Un mezzo film su mezzo Dante


 Che Dante abbia evacuato nell’Archiano, è ovvio ma superfluo mostrarlo: tutti quelli che abbiamo studiato in storia, filosofia, letteratura, essi, per grandi e dotti e saggi e santi che siano, eccetera, hanno sempre evacuato, e così le loro donne, spiritualizzate o meno. Il “dantista” (così sta scritto nel film) si cura, se mai, di come quell’affluente dell’Arno abbia trascinato via il corpo di Bonconte; e di tutto ciò si parla nel V del Purg., ma non nel film.

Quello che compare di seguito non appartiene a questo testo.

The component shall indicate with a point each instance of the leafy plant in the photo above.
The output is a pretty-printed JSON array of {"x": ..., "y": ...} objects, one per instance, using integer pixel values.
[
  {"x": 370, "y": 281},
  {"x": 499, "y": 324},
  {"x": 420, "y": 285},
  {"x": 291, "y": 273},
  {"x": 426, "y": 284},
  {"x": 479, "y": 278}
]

 Che Dante sia stato “costretto” a partecipare alla battaglia di Campaldino, e, aggiungo, all’assedio di Caprona, è un discorso politicamente corretto, quindi falso, che osta a quanto l’Alighieri vanta nel detto V Purg., e anche in XXII Inf. e altrove, circa la sua condizione di ex combattente. C’è un cenno al saccheggio del territorio aretino, ma se ne accorge solo chi conosce l’inizio del suddetto canto. Sorvolo sullo scomodo coito mercenario in maglia di ferro!

 Beatrice era sposata; ma anche Dante lo era, dall’età di sedici anni: operazioni normalissime, a quel tempo e per molto tempo ancora, e che non comportavano una particolare partecipazione sentimentale. Qualche maligno ha trovato da fare illazioni a proposito di VIII Purg. Certo è che Gemma non seguì il marito in esilio.

 A proposito di esili, vero che fu Dante a proporre di cacciare tutti i capi di parte bianca e di parte nera, che per far politica ricorrevano facilmente alle armi; ma era finita da tempo l’amicizia con Guido Cavalcanti, che scrisse un violento sonetto contro l’Alighieri. Cecco Angiolieri, invece, lo piglia in giro per le sue manie di nobiltà. Divina Commedia, appena appena accennata: è un Poema Sacro e cattolico, quindi, meglio evitare, se no si offende qualcuno?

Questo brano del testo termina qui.